Hi HN! I'm Ted. I've been lurking for ~10 years while working long hours at corporate jobs, and finally decided to strike out on my own. Today I'm launching my side project: Albert AI.
Albert is an attempt to offer a persistent conversation with an AI, similar to ChatGPT but with a single session; the experience should feel the same as texting with a friend. For now I'm using gpt-3.5-turbo with a carefully-constructed prompt, a long-term memory, and some postprocessing to remove the rough edges. Soon I hope to integrate gpt-4, but an important point is that a user shouldn't be concerned with the implementation. I could swap out OpenAI for LLaMA-7b; from the user's perspective, the value is derived from their history with Albert.
Here are some technical details:
- Long-term memory: every hour, users with "expired" memories are identified (at least 24 hours since memories were generated). Then all recent messages are loaded and summarized by gpt-3.5-turbo, and merged with the user's existing memories. I'm *not* using a vector database yet; Albert's memory is expected to be lossy, like a human's. I'll add embeddings if I start to see some traction :)
- Context is tricky. I need to include the rules, Albert's memories from conversing with the user, and the most recent messages. I use the js-tiktoken library extensively to make sure I'm packing as much as I can into the input tokens, while leaving enough room for output tokens. This usually means truncating older messages.
- gpt-3.5-turbo can be wordy, overly polite, and apologetic. I try to reduce this with postprocessing:
- I search responses for specific strings that are often used: /feel free|help|assist|need anything|do for you/
- Then I feed the response back into gpt-3.5-turbo with a prompt telling it to rewrite it by removing any offers to assist.
- Similarly, I detect if the model is wishing the user to have a good day - very freaking annoying. Those are removed as well.
- I *do not* yet remove "As an AI" from responses. Coming soon.

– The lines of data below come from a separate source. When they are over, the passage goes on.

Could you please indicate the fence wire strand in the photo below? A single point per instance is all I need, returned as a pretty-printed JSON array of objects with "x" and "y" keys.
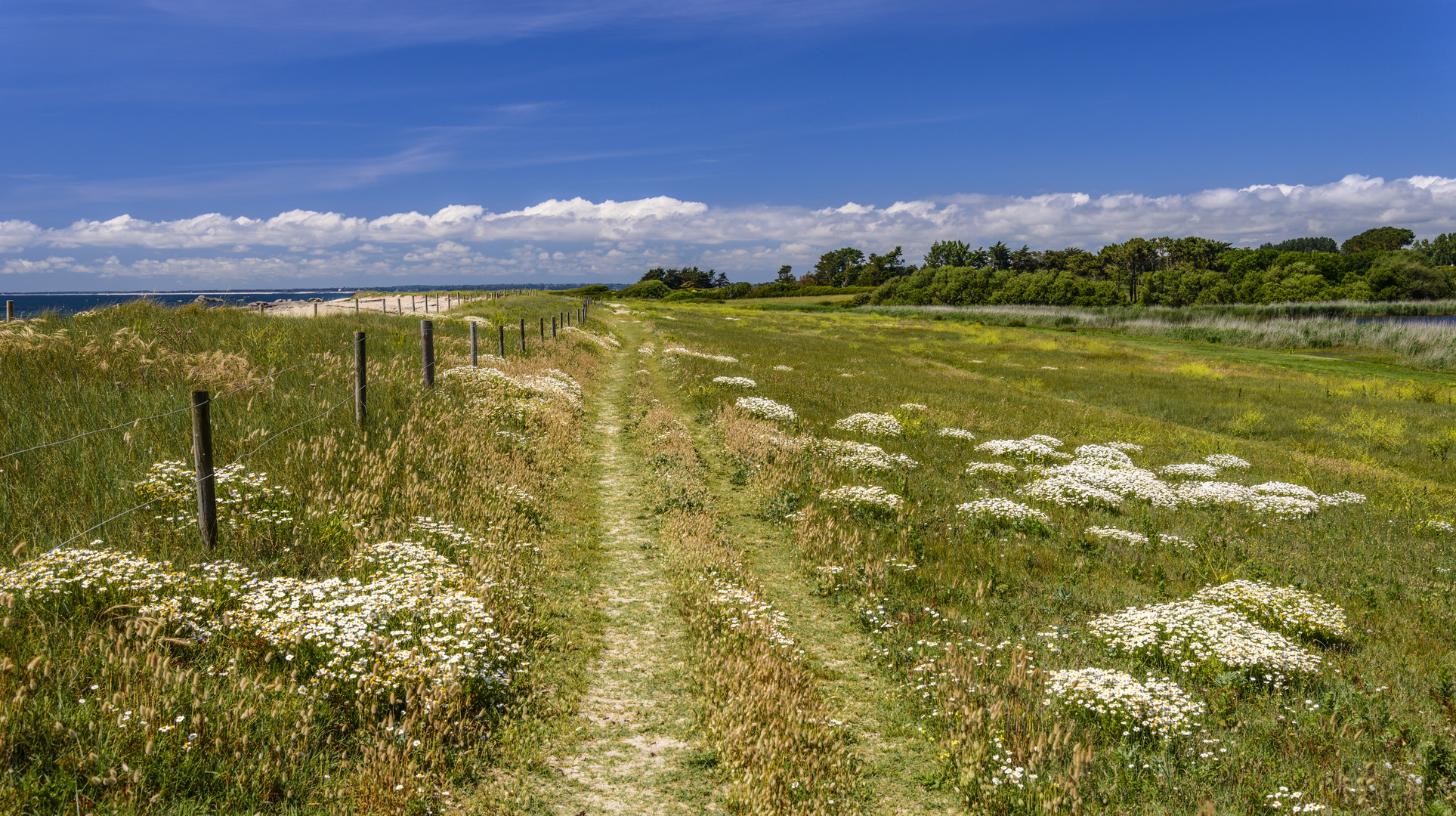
[
  {"x": 188, "y": 407},
  {"x": 197, "y": 481}
]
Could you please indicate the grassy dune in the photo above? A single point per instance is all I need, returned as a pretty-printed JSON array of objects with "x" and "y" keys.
[
  {"x": 1369, "y": 731},
  {"x": 708, "y": 558},
  {"x": 308, "y": 663}
]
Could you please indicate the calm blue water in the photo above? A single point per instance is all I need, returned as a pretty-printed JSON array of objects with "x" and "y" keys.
[{"x": 69, "y": 304}]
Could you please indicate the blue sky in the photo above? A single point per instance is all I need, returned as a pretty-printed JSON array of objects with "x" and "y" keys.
[{"x": 586, "y": 141}]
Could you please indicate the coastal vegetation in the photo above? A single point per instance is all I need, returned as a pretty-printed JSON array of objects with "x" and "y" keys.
[{"x": 697, "y": 557}]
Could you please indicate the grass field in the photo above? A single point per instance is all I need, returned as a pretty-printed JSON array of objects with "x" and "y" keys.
[{"x": 762, "y": 561}]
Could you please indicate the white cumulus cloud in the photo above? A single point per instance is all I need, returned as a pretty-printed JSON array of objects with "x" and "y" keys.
[{"x": 565, "y": 240}]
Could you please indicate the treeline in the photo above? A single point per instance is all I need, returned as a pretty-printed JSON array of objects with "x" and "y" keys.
[{"x": 1377, "y": 264}]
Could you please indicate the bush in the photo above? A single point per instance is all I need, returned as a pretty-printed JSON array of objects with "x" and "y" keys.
[
  {"x": 647, "y": 290},
  {"x": 697, "y": 295}
]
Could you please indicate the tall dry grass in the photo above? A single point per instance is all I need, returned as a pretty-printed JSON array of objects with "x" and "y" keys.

- I also have some built-in responses for when Albert gets rate-limited by OpenAI. This was definitely over-engineering and I regret the time I spent on it :)
- For the rules, I can confirm that the model is way better at being told what to do, rather than what not to do. So for example, it doesn't work to tell it *not* to be overly polite or offer more assistance when the user says thank you. Instead, I tell it to *always* say "You're welcome" when the user says thank you, and then I detect "You're welcome" at the start of a response and replace it with something more conversational.
- From my own experience, sometimes I just want to play with an LLM but I don't have the creativity to make it interesting. For that, I implemented a "Magic Button" with a list of 2,000+ built-in activities and use cases. It's been a big hit with my kids :)
- The rest is just tech stack decisions, which I'm happy to dive into. Azure Functions, Cosmos DB, Azure Static Web Apps, Terraform, etc.
I recognize that there is a large intersection between Albert and many other services. At this point I'm keeping an eye out for more specific markets that I could pivot towards, and hoping to connect with others working in the space.
Thanks for reading!
The "Magic Button" feature sounds fun as well, I'll be sure to give it a spin!